Se a família atual surge em um contexto social diverso daquele que há pouco vigorava, se hoje a comunidade familiar nasce e se desenvolve em um ambiente que privilegia o afeto e o respeito à dignidade de seus membros, se na atualidade, enfim, a família se constrói de forma especial, é esperado que ela também se desconstrua diferentemente.

É preciso que genitores e operadores do direito estejam atentos ao momento social em que as separações e os divórcios atuais estão eclodindo e passem a dar atenção redobrada ao instituto do poder familiar. Exercê-lo de forma ampla e efetiva implica co-responsabilidade na educação integral do filho, sendo irrelevante qual dos genitores detenha a guarda da criança.

Infelizmente, o que se vê na prática é que o cônjuge guardião é sempre quem, de fato, exerce sozinho o poder familiar, quando essa situação só deveria se verificar em casos patológicos de suspensão ou destituição da autoridade parental. Tal costume vicioso afronta a lei e prejudica os filhos, que são aviltados em seu direito, constitucionalmente assegurado, de ampla convivência familiar (art. 227 da Constituição Federal).

O genitor guardião não é melhor do que o não-guardião. Apenas, e de forma não definitiva, exerce a guarda de um filho que não pode ser partido em dois, como na parábola de Salomão. Morar com um dos pais constitui somente um ajuste necessário às circunstâncias de fato criadas pelos próprios genitores. Isso, de forma alguma, faz presumir que aquele com quem o filho habita é mais importante, penalizando-se o outro genitor com um distanciamento muitas vezes irrecuperável.
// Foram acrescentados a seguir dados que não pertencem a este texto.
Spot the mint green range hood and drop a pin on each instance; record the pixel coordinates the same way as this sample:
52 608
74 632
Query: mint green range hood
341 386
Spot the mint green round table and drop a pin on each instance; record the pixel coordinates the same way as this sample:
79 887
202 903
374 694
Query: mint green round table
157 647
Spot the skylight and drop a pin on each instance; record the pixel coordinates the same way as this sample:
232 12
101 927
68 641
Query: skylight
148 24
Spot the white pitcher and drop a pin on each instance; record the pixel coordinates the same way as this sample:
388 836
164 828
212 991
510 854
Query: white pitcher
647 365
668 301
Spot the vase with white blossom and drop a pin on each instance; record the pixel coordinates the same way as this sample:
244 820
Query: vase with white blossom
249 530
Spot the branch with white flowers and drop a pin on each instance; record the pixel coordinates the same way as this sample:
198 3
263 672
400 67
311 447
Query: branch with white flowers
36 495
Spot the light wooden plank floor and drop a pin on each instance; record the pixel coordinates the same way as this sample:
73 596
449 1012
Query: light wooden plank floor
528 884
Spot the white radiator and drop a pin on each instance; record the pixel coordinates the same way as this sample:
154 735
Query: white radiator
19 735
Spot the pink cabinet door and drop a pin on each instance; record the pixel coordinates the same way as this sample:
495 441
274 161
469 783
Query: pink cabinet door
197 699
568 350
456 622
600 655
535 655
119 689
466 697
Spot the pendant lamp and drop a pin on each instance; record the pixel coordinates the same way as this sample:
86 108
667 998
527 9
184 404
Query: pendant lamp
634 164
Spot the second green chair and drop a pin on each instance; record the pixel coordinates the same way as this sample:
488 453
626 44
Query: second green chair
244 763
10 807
Agir assim é uma violência, principalmente contra as crianças envolvidas no conflito.

O poder familiar no Brasil é compartilhado e precisa ser melhor compreendido, deixando de ocupar o lugar frio que lhe reserva um artigo de lei para passar a ser uma questão de atitude daqueles que realmente se esmeram pela felicidade dos filhos, mesmo que para isso tenham que aturar um indigesto e indesejado ex-cônjuge.

Sobre a autora
Raquel Pacheco Ribeiro de Souza

promotora de Justiça em Belo Horizonte (MG), especialista em Filosofia do Direito, coordenadora da Comissão de Legislação do Instituto Brasileiro de Direito de Família - seção Minas Gerais (IBDFAM/MG)

Como citar este texto (NBR 6023:2018 ABNT)

SOUZA, Raquel Pacheco Ribeiro. Poder familiar compartilhado. Revista Jus Navigandi, ISSN 1518-4862, Teresina, ano 12, n. 1329, 20 fev. 2007. Disponível em: https://jus.com.br/artigos/9516. Acesso em: 22 dez. 2024.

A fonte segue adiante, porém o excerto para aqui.